Ben Carson joins the big leagues
Presidential candidate and history-making neurosurgeon Ben Carson got his political start thanks to a ton of grass-roots enthusiasm. After his no-holds-barred 2013 speech at the National Prayer Breakfast — a speech that President Obama had to endure while sitting only inches from one of his strongest critics — Carson’s word-of-mouth popularity soared.
For a long time, that wave of ground-level popularity sustained Carson’s slowly germinating presidential campaign. Fundraising came largely through high-volume, low-dollar donations from regular folks who had bought in.

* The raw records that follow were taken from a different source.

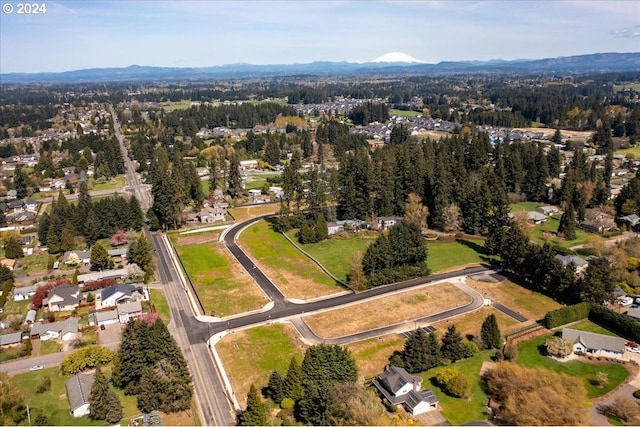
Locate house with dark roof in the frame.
[29,317,80,341]
[65,374,93,417]
[373,365,438,415]
[96,283,149,307]
[118,301,142,323]
[0,331,22,347]
[42,284,81,311]
[562,328,625,358]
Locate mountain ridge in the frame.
[0,52,640,84]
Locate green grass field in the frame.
[427,239,489,273]
[516,335,629,399]
[287,230,374,280]
[149,289,171,323]
[420,350,495,425]
[12,368,140,426]
[238,221,340,291]
[176,244,266,316]
[389,108,422,117]
[287,230,487,280]
[216,324,304,406]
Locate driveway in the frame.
[98,323,122,351]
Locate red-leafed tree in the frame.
[109,230,129,246]
[31,279,71,310]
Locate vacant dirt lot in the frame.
[304,283,471,338]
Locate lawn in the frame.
[467,279,561,321]
[287,230,487,281]
[238,221,343,299]
[567,320,619,337]
[304,283,471,338]
[516,335,629,399]
[427,239,489,273]
[216,324,304,406]
[287,230,377,281]
[346,334,405,378]
[39,340,62,356]
[89,175,126,191]
[176,242,267,317]
[149,289,171,323]
[389,108,422,117]
[12,368,140,426]
[420,350,495,425]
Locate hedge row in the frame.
[544,302,591,329]
[589,305,640,342]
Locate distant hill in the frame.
[0,52,640,84]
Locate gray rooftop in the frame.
[65,374,93,411]
[562,328,625,353]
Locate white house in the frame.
[96,284,149,307]
[42,284,81,311]
[118,301,142,323]
[65,374,93,417]
[373,365,438,415]
[29,317,80,341]
[562,328,625,358]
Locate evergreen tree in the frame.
[480,314,502,349]
[13,165,29,199]
[4,236,24,259]
[238,384,267,426]
[227,154,242,199]
[282,357,303,400]
[441,325,465,362]
[105,390,122,424]
[91,242,109,270]
[89,367,110,420]
[267,371,284,405]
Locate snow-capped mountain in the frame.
[371,52,425,64]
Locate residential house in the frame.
[373,365,438,415]
[555,254,589,275]
[0,331,22,347]
[562,328,625,358]
[13,282,40,301]
[42,284,81,311]
[96,310,118,326]
[537,205,560,216]
[29,317,80,341]
[96,283,149,307]
[376,216,402,230]
[620,214,640,231]
[0,258,16,271]
[62,251,91,265]
[78,268,127,284]
[65,374,93,417]
[118,301,142,323]
[24,310,38,325]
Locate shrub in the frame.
[280,397,296,409]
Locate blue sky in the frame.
[0,0,640,73]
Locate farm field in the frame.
[238,221,344,299]
[304,283,471,338]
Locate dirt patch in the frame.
[304,283,471,338]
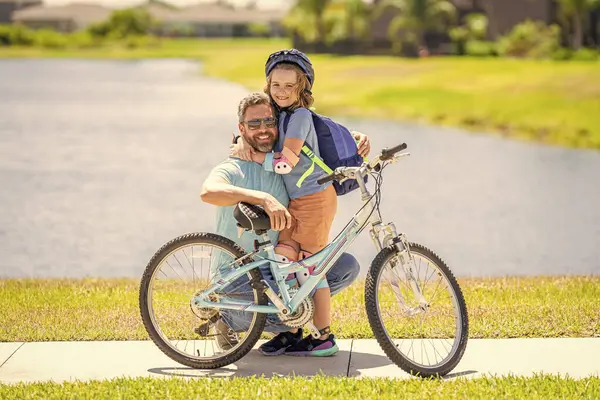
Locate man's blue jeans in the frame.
[221,253,360,333]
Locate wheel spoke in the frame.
[140,234,267,368]
[366,246,468,376]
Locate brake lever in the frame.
[394,151,410,162]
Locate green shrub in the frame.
[498,20,560,59]
[123,35,160,49]
[248,22,271,37]
[69,31,102,49]
[466,40,497,57]
[35,29,69,49]
[8,25,35,46]
[572,48,599,61]
[552,47,573,61]
[0,24,11,46]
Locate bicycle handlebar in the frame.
[317,143,408,185]
[380,143,408,160]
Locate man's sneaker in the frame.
[194,314,239,351]
[258,329,302,356]
[284,334,339,357]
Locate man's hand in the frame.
[261,194,292,231]
[229,136,255,161]
[352,131,371,158]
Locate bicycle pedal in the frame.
[306,322,321,339]
[194,314,219,337]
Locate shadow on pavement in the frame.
[148,350,395,378]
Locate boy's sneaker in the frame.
[258,329,302,356]
[285,334,339,357]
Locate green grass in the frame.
[0,277,600,342]
[0,39,600,149]
[0,375,600,400]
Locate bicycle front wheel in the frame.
[365,243,469,378]
[139,233,268,368]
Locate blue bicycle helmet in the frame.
[265,49,315,88]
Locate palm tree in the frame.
[378,0,456,48]
[296,0,331,41]
[558,0,600,50]
[326,0,370,39]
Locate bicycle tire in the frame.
[365,243,469,378]
[139,233,268,369]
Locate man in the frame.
[201,93,369,355]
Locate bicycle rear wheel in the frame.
[139,233,268,369]
[365,243,469,378]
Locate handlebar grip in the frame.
[317,174,335,185]
[381,143,408,160]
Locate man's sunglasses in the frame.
[246,117,277,130]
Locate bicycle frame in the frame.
[192,156,408,315]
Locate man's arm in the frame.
[200,174,292,231]
[200,176,269,206]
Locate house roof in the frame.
[12,3,113,23]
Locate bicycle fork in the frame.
[370,221,429,316]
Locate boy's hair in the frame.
[238,92,272,124]
[264,63,315,111]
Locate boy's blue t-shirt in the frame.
[275,108,332,199]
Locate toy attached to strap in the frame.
[273,146,300,175]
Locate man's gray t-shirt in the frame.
[275,108,332,199]
[210,158,289,252]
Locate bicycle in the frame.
[139,143,469,378]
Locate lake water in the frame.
[0,60,600,278]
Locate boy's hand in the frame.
[352,131,371,158]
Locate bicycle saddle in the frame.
[233,202,271,234]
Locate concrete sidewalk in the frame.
[0,338,600,383]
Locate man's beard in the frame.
[246,133,276,153]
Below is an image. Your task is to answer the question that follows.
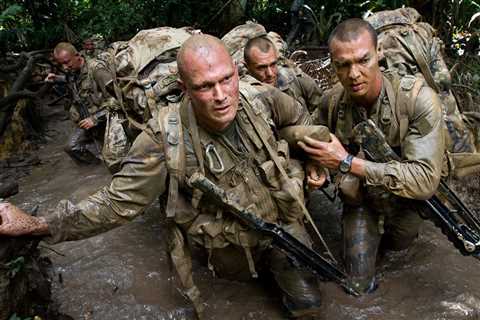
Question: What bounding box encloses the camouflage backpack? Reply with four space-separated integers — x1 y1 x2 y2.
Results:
366 8 476 152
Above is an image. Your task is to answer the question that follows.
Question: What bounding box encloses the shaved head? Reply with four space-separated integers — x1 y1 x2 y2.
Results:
177 34 239 131
177 34 233 81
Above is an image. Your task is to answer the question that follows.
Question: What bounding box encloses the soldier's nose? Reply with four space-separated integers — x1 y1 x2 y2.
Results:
213 83 226 101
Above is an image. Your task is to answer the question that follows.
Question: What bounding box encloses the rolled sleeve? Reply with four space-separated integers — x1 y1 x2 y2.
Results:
365 87 445 200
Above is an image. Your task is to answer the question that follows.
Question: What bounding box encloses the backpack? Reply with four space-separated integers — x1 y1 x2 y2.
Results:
366 8 476 152
110 27 193 124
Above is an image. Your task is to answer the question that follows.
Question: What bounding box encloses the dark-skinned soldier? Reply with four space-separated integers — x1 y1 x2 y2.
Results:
0 35 320 317
46 42 114 163
300 19 445 292
244 36 323 112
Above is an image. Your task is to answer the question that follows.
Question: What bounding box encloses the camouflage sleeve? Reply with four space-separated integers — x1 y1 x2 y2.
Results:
430 37 452 91
46 132 167 243
264 87 312 129
312 90 334 129
365 87 444 200
297 74 323 112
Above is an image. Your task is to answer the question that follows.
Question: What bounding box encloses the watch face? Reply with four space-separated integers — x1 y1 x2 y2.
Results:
338 161 350 173
338 155 353 173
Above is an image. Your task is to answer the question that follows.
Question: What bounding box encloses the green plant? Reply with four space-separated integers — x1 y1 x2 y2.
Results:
5 256 25 278
8 313 32 320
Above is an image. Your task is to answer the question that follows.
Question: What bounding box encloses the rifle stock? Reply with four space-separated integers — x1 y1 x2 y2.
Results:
188 173 360 296
353 120 480 258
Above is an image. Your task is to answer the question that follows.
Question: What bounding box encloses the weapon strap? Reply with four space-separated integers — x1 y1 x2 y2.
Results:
187 103 205 208
241 93 337 263
394 77 423 142
158 104 185 218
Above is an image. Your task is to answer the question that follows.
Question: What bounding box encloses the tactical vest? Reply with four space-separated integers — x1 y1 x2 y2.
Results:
277 64 313 112
328 73 425 152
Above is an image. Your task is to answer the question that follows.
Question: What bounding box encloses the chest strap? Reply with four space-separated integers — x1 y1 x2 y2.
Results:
158 104 185 218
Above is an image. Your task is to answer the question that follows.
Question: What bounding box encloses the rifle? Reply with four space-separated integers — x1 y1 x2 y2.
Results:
353 120 480 259
188 172 360 296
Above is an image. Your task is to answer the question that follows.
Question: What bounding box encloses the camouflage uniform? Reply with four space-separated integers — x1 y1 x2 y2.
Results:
366 8 476 153
47 77 320 315
313 74 444 291
276 66 323 112
65 59 112 163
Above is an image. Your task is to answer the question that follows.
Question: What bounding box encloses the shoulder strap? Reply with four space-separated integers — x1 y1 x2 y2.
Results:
158 103 185 218
394 75 424 141
242 94 336 262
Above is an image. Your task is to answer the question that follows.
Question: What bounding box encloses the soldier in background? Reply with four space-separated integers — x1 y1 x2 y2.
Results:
244 36 323 112
80 34 106 59
366 8 480 153
46 42 115 164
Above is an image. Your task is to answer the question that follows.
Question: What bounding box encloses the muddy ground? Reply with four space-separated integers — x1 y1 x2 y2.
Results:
5 104 480 320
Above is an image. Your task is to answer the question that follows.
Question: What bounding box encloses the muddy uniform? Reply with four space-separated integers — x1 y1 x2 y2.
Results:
313 75 444 291
277 66 323 112
65 59 113 163
47 81 320 315
366 8 476 153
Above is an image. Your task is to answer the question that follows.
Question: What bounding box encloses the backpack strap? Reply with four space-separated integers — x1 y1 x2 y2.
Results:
240 91 337 262
158 103 185 218
394 75 424 141
396 29 440 93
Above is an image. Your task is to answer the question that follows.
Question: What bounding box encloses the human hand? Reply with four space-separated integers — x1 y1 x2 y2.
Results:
0 202 48 236
43 73 57 82
78 117 95 130
298 134 348 169
305 161 327 190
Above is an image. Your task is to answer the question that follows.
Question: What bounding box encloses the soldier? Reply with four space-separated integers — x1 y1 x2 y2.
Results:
366 8 479 153
80 34 105 59
0 35 320 317
46 42 114 163
244 36 322 112
299 19 445 292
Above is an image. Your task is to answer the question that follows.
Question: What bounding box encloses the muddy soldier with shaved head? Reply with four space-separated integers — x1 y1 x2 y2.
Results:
302 19 445 292
46 42 116 163
244 36 323 112
0 35 320 317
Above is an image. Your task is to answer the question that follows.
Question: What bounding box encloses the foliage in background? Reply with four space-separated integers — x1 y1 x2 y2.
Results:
0 0 480 57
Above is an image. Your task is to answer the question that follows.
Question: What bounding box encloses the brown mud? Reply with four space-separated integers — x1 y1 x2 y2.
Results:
9 104 480 320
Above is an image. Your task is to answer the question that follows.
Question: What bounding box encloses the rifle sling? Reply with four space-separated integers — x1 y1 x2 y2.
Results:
242 94 337 263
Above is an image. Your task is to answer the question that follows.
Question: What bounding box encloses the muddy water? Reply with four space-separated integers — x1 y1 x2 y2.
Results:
8 105 480 320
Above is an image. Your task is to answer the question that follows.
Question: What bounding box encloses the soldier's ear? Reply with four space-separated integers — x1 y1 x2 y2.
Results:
177 78 187 92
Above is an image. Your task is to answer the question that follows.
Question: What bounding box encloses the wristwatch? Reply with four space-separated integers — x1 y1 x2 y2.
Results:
338 154 353 173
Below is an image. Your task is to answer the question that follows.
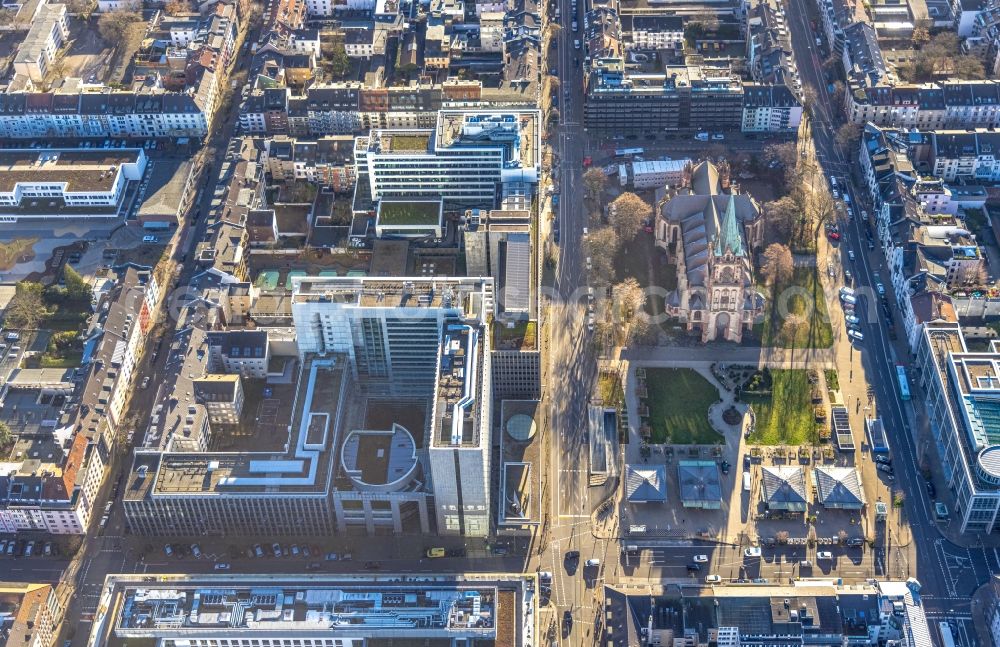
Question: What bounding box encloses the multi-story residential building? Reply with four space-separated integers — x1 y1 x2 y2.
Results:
846 80 1000 130
601 580 934 647
654 162 764 342
463 209 542 400
0 148 146 222
625 15 684 50
842 22 895 86
240 80 482 137
917 322 1000 536
741 83 802 134
14 4 69 83
816 0 868 55
354 109 541 208
207 328 271 380
265 135 357 193
0 86 217 139
0 268 158 534
88 573 541 647
0 582 66 647
584 58 743 133
747 0 802 96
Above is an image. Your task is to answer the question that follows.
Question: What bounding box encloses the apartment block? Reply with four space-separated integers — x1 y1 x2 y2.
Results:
14 4 69 83
0 148 147 222
584 59 743 134
354 109 541 208
88 573 540 647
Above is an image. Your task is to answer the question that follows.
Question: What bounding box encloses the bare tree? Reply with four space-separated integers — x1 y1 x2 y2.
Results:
608 192 653 243
761 243 795 286
584 227 621 285
97 11 142 45
63 0 97 20
781 314 807 346
583 166 608 200
611 276 646 322
163 0 191 16
834 121 861 153
764 195 805 242
4 281 49 329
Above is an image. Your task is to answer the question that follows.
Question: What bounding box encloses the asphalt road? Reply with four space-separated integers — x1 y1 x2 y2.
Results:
785 2 988 645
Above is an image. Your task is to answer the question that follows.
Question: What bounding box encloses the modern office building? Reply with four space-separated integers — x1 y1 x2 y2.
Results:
917 323 1000 535
292 277 493 536
600 579 934 647
354 109 541 211
14 4 69 83
0 148 146 222
88 573 539 647
584 58 743 134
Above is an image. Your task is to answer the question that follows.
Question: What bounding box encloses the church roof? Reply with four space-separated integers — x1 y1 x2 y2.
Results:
715 195 746 256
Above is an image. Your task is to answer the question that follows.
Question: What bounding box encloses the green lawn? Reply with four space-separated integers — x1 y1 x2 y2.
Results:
614 231 677 324
646 368 723 445
742 369 817 445
378 201 441 226
762 267 833 348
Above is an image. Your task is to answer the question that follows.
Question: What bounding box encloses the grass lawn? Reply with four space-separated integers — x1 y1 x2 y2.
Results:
743 369 817 445
378 200 441 226
0 238 38 272
614 231 677 322
597 371 625 406
646 368 724 445
761 267 833 348
493 321 538 349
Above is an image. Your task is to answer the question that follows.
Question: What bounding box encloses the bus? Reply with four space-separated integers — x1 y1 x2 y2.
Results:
896 364 910 400
938 622 955 647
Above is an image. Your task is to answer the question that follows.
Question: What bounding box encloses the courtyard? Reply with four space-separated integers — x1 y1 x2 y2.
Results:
742 369 818 445
646 368 724 445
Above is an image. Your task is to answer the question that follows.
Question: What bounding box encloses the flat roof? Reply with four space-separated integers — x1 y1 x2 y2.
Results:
0 148 141 193
125 356 346 500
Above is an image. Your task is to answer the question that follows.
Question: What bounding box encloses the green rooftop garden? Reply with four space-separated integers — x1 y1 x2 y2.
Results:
389 135 431 152
378 200 441 226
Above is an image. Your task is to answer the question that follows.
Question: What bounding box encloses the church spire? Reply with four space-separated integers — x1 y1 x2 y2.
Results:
715 194 746 256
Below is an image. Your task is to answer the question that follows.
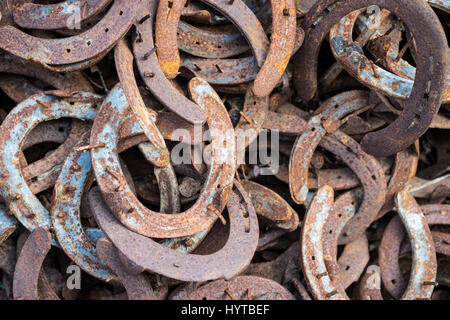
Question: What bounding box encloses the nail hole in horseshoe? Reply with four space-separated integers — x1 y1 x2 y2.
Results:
138 14 150 24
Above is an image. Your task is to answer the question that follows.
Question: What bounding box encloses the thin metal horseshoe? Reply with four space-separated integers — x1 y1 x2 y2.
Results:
0 0 139 65
13 0 111 30
183 276 295 300
155 0 187 79
132 0 206 124
89 181 259 281
97 238 153 300
115 39 170 167
0 93 102 230
91 78 236 238
13 228 52 300
294 0 447 157
253 0 297 97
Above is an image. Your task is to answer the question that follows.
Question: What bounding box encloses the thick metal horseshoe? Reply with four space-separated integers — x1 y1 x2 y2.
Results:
0 93 102 230
89 181 259 281
294 0 447 157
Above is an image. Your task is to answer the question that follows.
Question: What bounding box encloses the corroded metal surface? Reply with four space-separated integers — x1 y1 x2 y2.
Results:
90 180 258 281
185 276 294 300
13 228 51 300
13 0 111 30
295 0 447 156
0 0 450 300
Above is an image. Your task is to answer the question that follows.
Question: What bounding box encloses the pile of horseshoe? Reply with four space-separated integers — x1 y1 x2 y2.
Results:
0 0 450 300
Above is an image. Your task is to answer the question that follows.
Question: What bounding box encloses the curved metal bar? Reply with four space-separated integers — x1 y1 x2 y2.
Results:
289 91 369 204
155 0 187 79
91 78 236 238
132 0 206 124
183 276 295 300
97 238 153 300
0 0 139 65
89 181 259 281
294 0 447 157
13 0 112 30
13 228 52 300
115 39 170 167
300 186 348 300
0 93 102 230
253 0 303 97
196 0 270 67
50 132 114 281
177 20 250 58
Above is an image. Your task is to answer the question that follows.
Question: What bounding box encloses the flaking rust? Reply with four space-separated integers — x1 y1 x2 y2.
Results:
0 0 450 300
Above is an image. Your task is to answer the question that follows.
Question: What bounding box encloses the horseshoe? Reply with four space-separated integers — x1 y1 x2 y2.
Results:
97 238 153 300
91 78 236 238
22 121 90 185
114 39 170 167
50 131 115 281
234 88 269 151
89 181 259 281
357 264 384 300
196 0 269 67
319 10 391 87
376 141 419 220
241 180 299 231
13 228 52 300
294 0 447 157
181 28 304 85
177 20 250 58
356 0 450 103
0 205 19 245
253 0 297 97
0 74 42 103
320 131 386 244
0 53 94 92
300 186 348 300
182 56 260 85
155 0 187 79
132 0 206 124
263 111 307 136
183 276 295 300
330 10 414 99
378 201 450 299
0 93 102 230
321 189 369 291
0 0 139 65
13 0 111 30
289 91 368 204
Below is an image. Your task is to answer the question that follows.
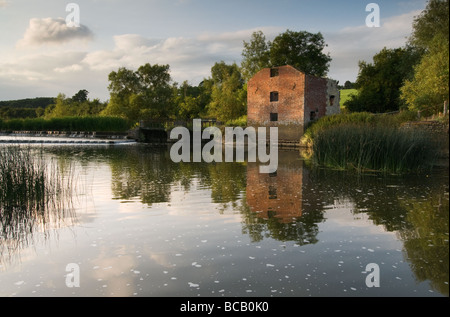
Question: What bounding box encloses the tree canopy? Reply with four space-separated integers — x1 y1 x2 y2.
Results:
401 0 449 115
103 63 173 121
345 47 421 113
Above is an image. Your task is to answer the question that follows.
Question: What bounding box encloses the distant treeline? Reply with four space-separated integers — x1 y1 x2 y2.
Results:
0 116 131 132
0 97 55 109
0 97 56 119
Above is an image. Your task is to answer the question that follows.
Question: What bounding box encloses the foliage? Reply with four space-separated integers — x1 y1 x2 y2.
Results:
173 81 210 120
402 0 449 115
0 97 55 109
208 61 247 122
344 47 421 113
401 34 449 115
409 0 449 49
45 89 106 119
241 31 270 81
102 63 173 121
270 30 331 77
340 89 358 107
0 116 131 132
225 115 247 128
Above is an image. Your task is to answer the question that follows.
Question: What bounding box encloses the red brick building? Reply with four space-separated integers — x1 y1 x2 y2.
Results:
247 65 340 143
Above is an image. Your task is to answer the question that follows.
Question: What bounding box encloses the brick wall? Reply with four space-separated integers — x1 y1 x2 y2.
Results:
247 65 339 142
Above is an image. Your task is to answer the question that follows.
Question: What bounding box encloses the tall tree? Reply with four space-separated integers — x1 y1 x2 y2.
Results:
402 0 449 115
270 30 331 77
103 63 174 121
409 0 449 49
345 47 421 113
241 31 270 81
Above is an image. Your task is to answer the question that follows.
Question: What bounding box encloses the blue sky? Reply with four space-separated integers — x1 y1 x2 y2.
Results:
0 0 426 101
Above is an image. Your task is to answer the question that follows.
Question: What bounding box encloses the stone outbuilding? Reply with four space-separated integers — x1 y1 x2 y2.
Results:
247 65 340 143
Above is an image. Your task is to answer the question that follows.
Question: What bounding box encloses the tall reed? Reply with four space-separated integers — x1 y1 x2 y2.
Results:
0 146 74 256
312 123 438 173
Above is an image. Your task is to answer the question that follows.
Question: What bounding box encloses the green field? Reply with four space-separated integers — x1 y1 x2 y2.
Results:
340 89 358 107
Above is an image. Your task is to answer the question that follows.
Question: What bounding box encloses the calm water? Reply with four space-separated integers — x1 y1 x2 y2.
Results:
0 145 449 297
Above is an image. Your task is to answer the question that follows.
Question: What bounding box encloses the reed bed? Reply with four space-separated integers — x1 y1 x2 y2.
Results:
0 146 75 257
312 122 438 173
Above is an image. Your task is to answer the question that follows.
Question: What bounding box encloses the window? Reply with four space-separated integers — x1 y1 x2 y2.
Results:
269 185 277 199
330 95 335 106
270 68 280 77
270 91 278 102
270 113 278 122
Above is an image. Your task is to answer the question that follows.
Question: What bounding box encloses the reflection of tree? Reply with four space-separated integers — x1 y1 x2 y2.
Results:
311 170 449 296
399 191 449 296
109 146 245 205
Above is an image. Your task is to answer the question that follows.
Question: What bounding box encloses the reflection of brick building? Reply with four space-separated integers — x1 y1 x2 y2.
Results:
247 65 340 142
247 151 304 223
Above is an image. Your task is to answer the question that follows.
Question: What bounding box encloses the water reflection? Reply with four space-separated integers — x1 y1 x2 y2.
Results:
0 145 449 296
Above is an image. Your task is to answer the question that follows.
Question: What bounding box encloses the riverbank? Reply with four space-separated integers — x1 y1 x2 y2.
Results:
301 113 449 173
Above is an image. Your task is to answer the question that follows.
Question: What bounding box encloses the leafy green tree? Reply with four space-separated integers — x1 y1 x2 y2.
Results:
103 63 174 121
241 31 270 81
344 47 421 113
208 61 247 122
409 0 449 49
401 36 449 115
174 81 206 120
402 0 449 115
72 89 89 102
270 30 331 77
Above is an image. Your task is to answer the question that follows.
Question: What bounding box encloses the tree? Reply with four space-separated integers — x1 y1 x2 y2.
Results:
270 30 331 77
174 81 207 120
103 63 174 121
409 0 449 49
344 80 355 89
72 89 89 102
402 0 449 115
208 61 247 122
401 35 449 115
241 31 270 81
345 47 421 113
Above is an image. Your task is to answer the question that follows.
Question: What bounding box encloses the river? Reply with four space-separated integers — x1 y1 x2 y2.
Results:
0 144 449 297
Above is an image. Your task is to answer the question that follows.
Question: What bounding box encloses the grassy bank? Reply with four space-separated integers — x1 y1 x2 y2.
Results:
302 113 439 173
0 116 131 132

Then, Carson hit the GOP debate stage. And while his performance as an orator hasn’t exactly impressed the pundits, the tremendous national exposure the debates have brought him have helped to elevate his campaign fundraising power … big time.
However Carson fared in the debates, there’s no indication Carson’s grass-roots support has waned any. In fact, that very exposure has helped lift Carson’s personal fundraising effort as the Republican primary season matures and viable candidates begin to separate from the field.
Carson’s war chest, in fact, has swollen enough to make well-connected plutocrats like Hillary Clinton envious. In fact, about the only candidate from either party who wouldn’t envy Carson’s newfound fundraising prowess, at least with regular people, is the independently wealthy outlier — and polling leader — Donald Trump.
From Breitbart Friday:
GOP candidate Ben Carson’s campaign reported raising an impressive $20 million in the third Quarter reporting period.… Given their relative positions in the polls, it isn’t surprising that Carson outraised [Rand] Paul [who had raised only $4 million in cash] by such a large amount. Carson’s total, however, was also almost as much as either Hillary Clinton or Sen. Bernie Sanders (I-VT) raised for the quarter. Considering the fact that Carson faces far more opponents than either of the Democrats, his number is especially noteworthy.Although Jeb Bush’s Super PAC lapped all candidates with a massive $100 million haul in the second Quarter, his personal campaign raised just over $11 million. Jeb’s modest fundraising for his personal campaign in the second Quarter may have been a high-water mark, however, as over 80 percent of the donations came from supporters who had maxed out their contributions.
As you can probably tell from the allusion to the Jeb Bush Super PAC, Carson’s $20 million reflects individual donations, not mammoth corporate aggregation. But he isn’t exactly hurting, at the moment, in that department either.
“First came the grass-roots support,” The New York Times reportedlast month. “Now Ben Carson, the retired neurosurgeon who has quietly arrived near the front of the Republican presidential field, is scooping up $100,000 a night from wealthy donors in Texas and California — evidence that he is fast transforming from a novelty candidate into one to be taken seriously by rivals and party leaders alike.”
And Carson’s campaign spokesman, Doug Watts, told the Times his grassroots-reliant candidate fully expects to be able to compete with the sort of major outside fundraising that has propelled establishment candidates like Bush.
“We think we have enough money to compete with anyone, even $100 million super PACs, all the way through the [Republican] convention,” he said. “We’re not worried about money at all.”